Tuesday, October 2, 2018

Women Protagonists & Linguistic Paleontology in The Aryabhata Clan

Interestingly here [in The Aryabhata Clan and The Ekkos Clan], the main detective, the main protagonists – they are all women characters. Every action thriller – the main protagonist is always male, whether it’s Robert Langdon, or Indiana Jones, Sherlock Holmes. I haven’t come across any female detective. In my book, all the main action heroes are women. Even in my previous book, The Ekkos Clan [that was the case].

My protagonist is Afsar Fareedi. She’s half Pakistani, half Iranian, born and brought up in the USA, married to a Bengali, who stays in Calcutta. That itself gives a very complicated lineage – a Pakistani married to a Bengali, staying in Calcutta. She’s the main protagonist, who cracks all the codes.

She’s a Linguistic Paleontologist. So, what’s Linguistic Paleontology? It’s a new discipline – it’s part of linguistics, studies of languages. What [do] they do? They try to recreate the origin of languages. They try to recreate the ancient history of the languages, based on some primitive words, which have existed, [managed to survive], in the modern form of the languages. I can give you some examples.

Most of the origin of languages are, I would say, very cryptic, because there’s [generally] no historical proof [about that]. If you talk about the two main languages of Indian subcontinent, Tamil and Sanskrit, nobody exactly knows, who were the original Tamil speakers, who were the original Sanskrit speakers, how did Sanskrit evolve from its mother language…

What [do] the Linguistic Paleontologists do? They try to recreate the history [of a language], like the paleontologists, who look for fossils and then, they try to create the habit, […] try to recreate the life, [evolution and environments] of [organisms that existed in the remote past, like] dinosaurs, or some [other] extinct creatures.

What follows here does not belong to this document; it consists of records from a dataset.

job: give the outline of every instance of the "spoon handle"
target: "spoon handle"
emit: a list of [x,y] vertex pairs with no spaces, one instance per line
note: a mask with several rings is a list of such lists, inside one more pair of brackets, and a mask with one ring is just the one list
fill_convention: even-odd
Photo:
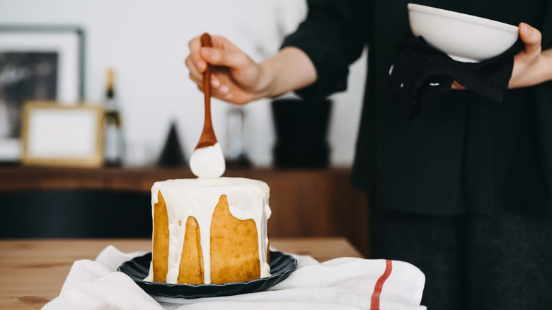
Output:
[[[209,33],[204,33],[201,36],[201,46],[210,47],[212,46],[211,36]],[[200,142],[195,149],[210,147],[217,143],[217,137],[214,136],[213,124],[211,120],[211,73],[212,66],[207,63],[207,69],[203,72],[203,93],[205,98],[205,120],[203,124],[203,132],[200,138]]]

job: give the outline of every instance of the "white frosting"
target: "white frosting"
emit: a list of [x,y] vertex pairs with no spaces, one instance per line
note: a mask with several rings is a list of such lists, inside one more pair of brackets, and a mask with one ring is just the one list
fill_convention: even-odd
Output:
[[224,155],[219,142],[194,150],[190,158],[192,173],[198,178],[218,178],[226,168]]
[[[236,219],[255,222],[259,245],[260,277],[270,275],[268,263],[267,220],[270,217],[268,185],[260,180],[243,178],[217,178],[167,180],[156,182],[151,188],[152,216],[161,191],[168,214],[169,247],[167,283],[177,283],[186,221],[194,217],[200,226],[203,254],[204,281],[211,283],[210,229],[211,219],[220,196],[226,195],[230,213]],[[180,224],[178,224],[178,222]],[[155,231],[154,229],[154,231]],[[150,267],[146,281],[153,281]]]

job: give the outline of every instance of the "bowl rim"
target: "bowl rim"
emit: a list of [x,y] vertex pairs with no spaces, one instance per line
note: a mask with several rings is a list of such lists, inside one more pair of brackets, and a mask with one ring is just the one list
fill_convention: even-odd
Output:
[[471,22],[478,25],[494,28],[512,33],[519,33],[518,26],[493,21],[492,19],[484,18],[483,17],[475,16],[473,15],[465,14],[464,13],[455,12],[454,11],[449,11],[443,8],[438,8],[432,6],[423,6],[421,4],[416,4],[413,3],[408,4],[408,8],[409,13],[412,11],[425,13],[442,17],[447,17],[460,21]]

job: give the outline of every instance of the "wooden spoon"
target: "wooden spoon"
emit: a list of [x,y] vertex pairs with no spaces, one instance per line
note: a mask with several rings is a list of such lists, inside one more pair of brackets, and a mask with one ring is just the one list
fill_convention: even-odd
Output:
[[[204,33],[201,36],[201,46],[210,47],[211,36],[209,33]],[[212,147],[217,143],[217,137],[214,136],[213,124],[211,122],[211,73],[212,67],[207,63],[207,67],[203,72],[203,93],[205,97],[205,120],[203,123],[203,132],[200,137],[200,141],[195,146],[195,149],[202,147]]]

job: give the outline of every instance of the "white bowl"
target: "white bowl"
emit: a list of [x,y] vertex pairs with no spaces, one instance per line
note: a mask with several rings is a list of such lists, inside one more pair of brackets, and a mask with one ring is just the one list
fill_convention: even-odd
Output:
[[517,27],[430,6],[408,4],[413,34],[454,60],[478,62],[499,55],[517,40]]

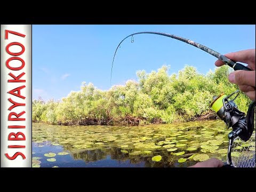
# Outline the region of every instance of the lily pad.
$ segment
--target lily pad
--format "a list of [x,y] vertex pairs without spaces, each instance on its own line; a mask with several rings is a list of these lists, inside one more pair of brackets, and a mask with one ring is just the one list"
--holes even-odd
[[166,145],[165,146],[163,146],[163,147],[166,148],[170,148],[174,146],[175,146],[174,144],[169,144],[169,145]]
[[221,154],[227,154],[227,153],[228,153],[228,149],[219,149],[217,150],[217,152]]
[[187,161],[187,159],[185,158],[179,158],[179,160],[178,160],[178,162],[179,163],[184,163],[185,162],[186,162]]
[[47,161],[50,162],[53,162],[54,161],[56,161],[56,159],[55,158],[50,158],[46,159]]
[[231,156],[233,157],[238,157],[241,154],[237,151],[234,151],[231,153]]
[[126,147],[129,147],[129,146],[127,145],[124,145],[121,146],[121,148],[126,148]]
[[152,153],[151,151],[143,151],[143,153],[146,154],[149,154]]
[[157,155],[152,157],[152,161],[155,162],[159,162],[161,161],[162,156],[161,155]]
[[254,146],[254,147],[255,147],[255,141],[254,141],[254,142],[251,142],[250,143],[250,145],[251,146]]
[[255,151],[255,147],[251,147],[249,148],[249,150]]
[[53,157],[56,156],[56,154],[54,154],[54,153],[49,153],[47,154],[45,154],[44,155],[47,157]]
[[168,149],[167,149],[167,150],[168,151],[175,151],[177,149],[178,149],[178,148],[173,148]]
[[174,153],[173,155],[175,155],[177,156],[180,156],[180,155],[182,155],[185,154],[185,151],[181,151],[181,152]]
[[243,149],[243,147],[242,146],[236,146],[234,148],[234,149],[238,149],[238,150],[242,149]]
[[188,158],[188,159],[193,159],[193,157],[195,157],[196,155],[196,154],[193,154],[191,156]]
[[32,164],[39,164],[42,162],[37,159],[32,159]]
[[187,150],[188,151],[193,151],[193,150],[196,150],[197,149],[197,147],[190,147],[187,149]]
[[69,153],[68,152],[60,152],[57,154],[59,155],[68,155],[69,154]]
[[200,162],[203,162],[203,161],[206,161],[207,159],[209,159],[209,158],[210,157],[209,157],[208,155],[206,155],[206,154],[199,154],[199,155],[195,155],[193,157],[193,159],[194,161],[199,161]]
[[156,145],[164,145],[164,141],[159,141],[158,143],[156,143]]
[[126,150],[121,150],[121,151],[122,153],[125,153],[125,154],[127,154],[129,152],[126,151]]
[[141,151],[135,151],[132,153],[129,153],[130,155],[141,155],[142,152]]
[[181,147],[186,146],[186,145],[187,144],[185,144],[185,143],[176,144],[176,147]]
[[43,158],[43,157],[32,157],[32,160],[39,160]]
[[41,166],[39,164],[32,164],[32,167],[40,167]]
[[251,146],[251,144],[250,143],[243,143],[241,145],[241,146],[243,147],[247,147]]

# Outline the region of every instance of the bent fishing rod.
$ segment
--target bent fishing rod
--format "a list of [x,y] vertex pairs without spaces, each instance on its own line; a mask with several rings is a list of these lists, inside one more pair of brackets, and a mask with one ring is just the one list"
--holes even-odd
[[125,39],[131,36],[132,37],[131,42],[133,43],[134,42],[133,35],[137,35],[137,34],[149,34],[162,35],[165,37],[171,37],[177,40],[181,41],[182,42],[183,42],[190,45],[193,45],[196,47],[200,49],[209,54],[211,54],[212,55],[214,56],[215,57],[217,58],[218,59],[224,62],[224,63],[225,63],[226,65],[228,65],[230,67],[232,67],[235,70],[251,70],[251,69],[245,67],[243,65],[238,62],[236,62],[235,61],[233,61],[231,59],[229,59],[227,57],[217,52],[217,51],[215,51],[214,50],[213,50],[211,49],[210,49],[206,47],[206,46],[204,46],[198,43],[195,42],[193,41],[187,39],[186,38],[180,37],[174,35],[171,35],[167,33],[165,33],[154,32],[154,31],[143,31],[143,32],[135,33],[130,35],[128,35],[123,40],[122,40],[122,41],[119,43],[119,44],[117,46],[117,47],[116,49],[116,51],[115,52],[115,54],[114,55],[113,61],[112,61],[112,66],[111,67],[110,84],[111,84],[111,81],[112,79],[112,70],[113,68],[114,60],[115,59],[115,57],[116,55],[117,50],[118,47],[120,46],[120,45]]
[[[122,40],[122,41],[117,46],[116,51],[115,52],[115,54],[114,55],[112,66],[111,68],[110,84],[112,79],[112,70],[113,68],[114,60],[115,59],[115,56],[116,55],[117,49],[119,47],[121,43],[127,38],[131,36],[131,42],[133,43],[133,35],[141,34],[155,34],[178,39],[190,45],[193,45],[209,54],[211,54],[212,55],[213,55],[222,61],[226,65],[232,67],[235,70],[252,70],[251,69],[244,66],[243,65],[236,62],[235,61],[229,59],[226,56],[212,50],[211,49],[210,49],[199,43],[196,43],[193,41],[164,33],[151,31],[139,32],[127,36],[123,40]],[[238,93],[236,94],[234,99],[230,99],[230,98],[232,95],[237,93]],[[238,94],[239,90],[237,90],[228,96],[227,96],[225,93],[222,93],[218,97],[215,96],[213,98],[213,101],[211,104],[211,107],[212,107],[213,110],[216,112],[218,116],[220,118],[221,120],[224,121],[226,125],[226,127],[228,129],[229,127],[231,127],[233,129],[233,131],[230,132],[228,135],[229,139],[229,146],[227,155],[227,162],[228,165],[230,165],[231,167],[255,167],[255,152],[254,153],[254,159],[251,157],[251,155],[253,156],[253,153],[251,154],[250,153],[250,151],[253,149],[252,148],[251,149],[249,148],[249,147],[244,148],[243,147],[243,145],[242,145],[241,146],[238,146],[239,147],[239,149],[242,149],[241,150],[243,151],[243,153],[246,152],[246,155],[242,155],[241,156],[243,156],[243,158],[242,158],[240,157],[236,158],[236,157],[232,157],[231,155],[232,152],[237,153],[237,151],[236,151],[236,150],[237,150],[238,148],[235,147],[236,143],[241,143],[239,140],[238,140],[238,142],[235,142],[235,141],[236,139],[240,139],[242,141],[244,142],[246,142],[249,141],[249,139],[251,139],[251,141],[252,142],[250,143],[249,145],[251,145],[251,143],[255,143],[255,133],[254,134],[254,137],[252,137],[251,136],[253,135],[254,127],[254,123],[255,101],[254,101],[251,102],[251,104],[248,108],[247,115],[245,115],[245,113],[238,110],[238,106],[234,101],[234,100],[237,97]],[[244,146],[246,146],[244,145]],[[247,147],[249,147],[249,146]],[[254,151],[255,151],[255,149]],[[243,154],[244,155],[244,154]],[[250,155],[250,156],[248,156],[248,154]],[[239,156],[237,156],[237,157],[239,157]]]

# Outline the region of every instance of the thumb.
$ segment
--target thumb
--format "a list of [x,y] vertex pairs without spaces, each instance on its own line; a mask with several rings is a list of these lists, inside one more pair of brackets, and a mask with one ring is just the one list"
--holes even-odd
[[255,87],[255,71],[245,71],[237,70],[229,74],[228,80],[237,85],[246,85]]

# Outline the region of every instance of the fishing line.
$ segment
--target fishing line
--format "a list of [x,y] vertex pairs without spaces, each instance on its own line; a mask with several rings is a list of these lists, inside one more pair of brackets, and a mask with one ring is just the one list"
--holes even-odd
[[131,43],[134,42],[134,39],[133,39],[133,35],[138,35],[138,34],[155,34],[155,35],[162,35],[163,36],[167,37],[171,37],[182,42],[183,42],[185,43],[186,43],[187,44],[189,44],[190,45],[193,45],[195,46],[196,47],[197,47],[198,49],[200,49],[201,50],[202,50],[204,51],[205,51],[206,52],[211,54],[212,55],[214,56],[215,57],[217,58],[218,59],[221,60],[223,62],[225,63],[226,65],[228,65],[229,67],[232,67],[235,70],[251,70],[251,69],[245,67],[243,65],[236,62],[235,61],[234,61],[231,60],[231,59],[228,59],[227,57],[226,56],[217,52],[217,51],[212,50],[211,49],[210,49],[206,46],[201,45],[201,44],[199,44],[198,43],[195,42],[193,41],[189,40],[183,37],[179,37],[174,35],[171,35],[169,34],[165,33],[161,33],[161,32],[154,32],[154,31],[143,31],[143,32],[138,32],[138,33],[135,33],[132,34],[131,34],[130,35],[128,35],[127,37],[124,38],[123,40],[121,41],[121,42],[119,43],[118,45],[117,46],[116,51],[115,52],[115,54],[114,55],[114,58],[113,58],[113,60],[112,61],[112,66],[111,67],[111,74],[110,74],[110,85],[111,85],[111,82],[112,79],[112,71],[113,71],[113,64],[114,64],[114,60],[115,59],[115,57],[116,56],[116,52],[117,51],[117,50],[118,47],[121,47],[121,43],[127,38],[129,37],[131,37]]

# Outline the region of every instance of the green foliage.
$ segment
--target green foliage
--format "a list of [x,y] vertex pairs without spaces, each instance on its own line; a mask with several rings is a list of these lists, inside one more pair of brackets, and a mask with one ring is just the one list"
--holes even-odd
[[[119,122],[126,117],[138,118],[140,124],[188,121],[212,111],[210,105],[214,95],[229,94],[238,89],[228,81],[232,70],[228,66],[210,70],[206,75],[188,66],[170,76],[168,69],[164,66],[148,74],[138,71],[138,82],[129,80],[108,91],[83,82],[79,91],[71,92],[61,101],[35,100],[33,121],[53,124],[79,124],[86,119]],[[250,102],[243,93],[236,100],[239,109],[245,113]]]

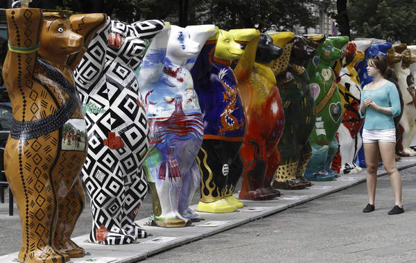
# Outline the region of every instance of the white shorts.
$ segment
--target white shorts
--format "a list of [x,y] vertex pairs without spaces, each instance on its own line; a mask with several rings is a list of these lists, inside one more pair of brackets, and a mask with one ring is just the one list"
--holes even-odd
[[363,129],[363,143],[386,142],[396,142],[396,129],[367,130]]

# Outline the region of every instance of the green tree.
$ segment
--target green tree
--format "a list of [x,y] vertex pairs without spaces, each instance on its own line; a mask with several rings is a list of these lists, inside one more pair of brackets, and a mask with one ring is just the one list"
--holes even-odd
[[209,0],[196,7],[198,24],[211,23],[221,28],[257,28],[292,30],[293,26],[313,27],[318,22],[311,5],[328,6],[329,1],[319,0]]
[[333,13],[332,17],[335,18],[338,24],[338,28],[341,35],[351,37],[349,30],[349,18],[347,9],[347,0],[336,1],[336,13]]
[[415,0],[349,0],[353,36],[416,44]]
[[311,11],[314,3],[324,8],[330,0],[33,0],[31,6],[105,12],[127,22],[162,19],[181,26],[214,24],[224,29],[254,27],[265,31],[315,26],[318,17]]

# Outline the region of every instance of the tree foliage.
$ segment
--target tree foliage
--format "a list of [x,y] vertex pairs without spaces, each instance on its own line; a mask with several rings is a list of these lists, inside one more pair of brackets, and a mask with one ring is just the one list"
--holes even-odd
[[105,12],[132,22],[163,19],[185,26],[214,24],[223,29],[253,28],[264,31],[314,27],[319,18],[312,4],[327,6],[330,0],[33,0],[32,7],[69,9],[76,12]]
[[416,44],[415,0],[349,0],[352,35]]
[[196,13],[199,24],[214,24],[221,28],[257,28],[292,30],[293,26],[314,27],[318,17],[311,10],[315,0],[210,0],[200,1]]

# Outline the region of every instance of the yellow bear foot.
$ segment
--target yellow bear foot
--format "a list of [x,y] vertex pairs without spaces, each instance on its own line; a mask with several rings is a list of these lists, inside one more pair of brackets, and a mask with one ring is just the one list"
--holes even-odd
[[244,207],[243,202],[238,201],[234,196],[224,197],[224,199],[229,203],[230,205],[232,205],[237,208],[243,208]]
[[210,213],[229,213],[237,210],[237,207],[231,205],[225,199],[220,199],[211,203],[200,201],[197,210],[200,212]]
[[191,221],[184,221],[178,218],[155,218],[153,222],[161,228],[184,228],[191,223]]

The Linguistic Paleontologists – they look for linguistic fossils. Linguistic fossils are […] remnants of some very ancient words, in the ancient form of the language, which have somehow survived, and which are still being used. The biggest example of [a] linguistic fossil is this word Sindhu, the river Sindhu or Indus, which is the origin of the words Hindu, India, Hindi, not only [in] India, [but also as far as] Indonesia – the Indo of Indonesia also comes from that Sindhu; nesia [coming from the Greek nesos] means island, so Indonesia means “Indian Island”. That’s how the name came.
This Sindhu word is not a Sanskrit word. Though it’s a part of the Indian ethos, and it’s a part of Indian history, the origin of Sindhu […] is a mystery. The origin is not Sanskrit. After [a] lot of research, it was figured out that the word Sindhu comes from an almost extinct language called Burushashki – you can go to google and search in Wikipedia. The surviving generation of Burushashki [speakers] – they are now in only two [valleys] in POK, Pakistan occupied Kashmir. (Burushos, the speakers of the Burushaski language, are spread across the two valleys – Hunza-Nagar and Yasin – in the Gilgit-Balistan region of POK. There are around 100000 Burushaski speakers in POK and few hundred in Srinagar in India, speaking a variant.)

Two [valleys] are there who still speak the Burushaski language, and this language is now dying. They, [the new generation of the native Burushos], have all moved to Urdu and other forms of languages spoken mostly in Pakistan. Some also speak variants of Kashmiri. But this [endangered language] – at some point of time, three thousand years back – Burushaski, used to be a major language in Central Asia, in that part [of the world]. And it was so strong, that lot of those [Burushaski] words have percolated into Sanskrit. (Sinda, meaning river in Burushaski, is one such word, which is the source of the Sanskrit Sindhu). That is called [a] linguistic fossil, […] this word, which originates from some ancient language, which has almost died, or which is on the verge of being dead.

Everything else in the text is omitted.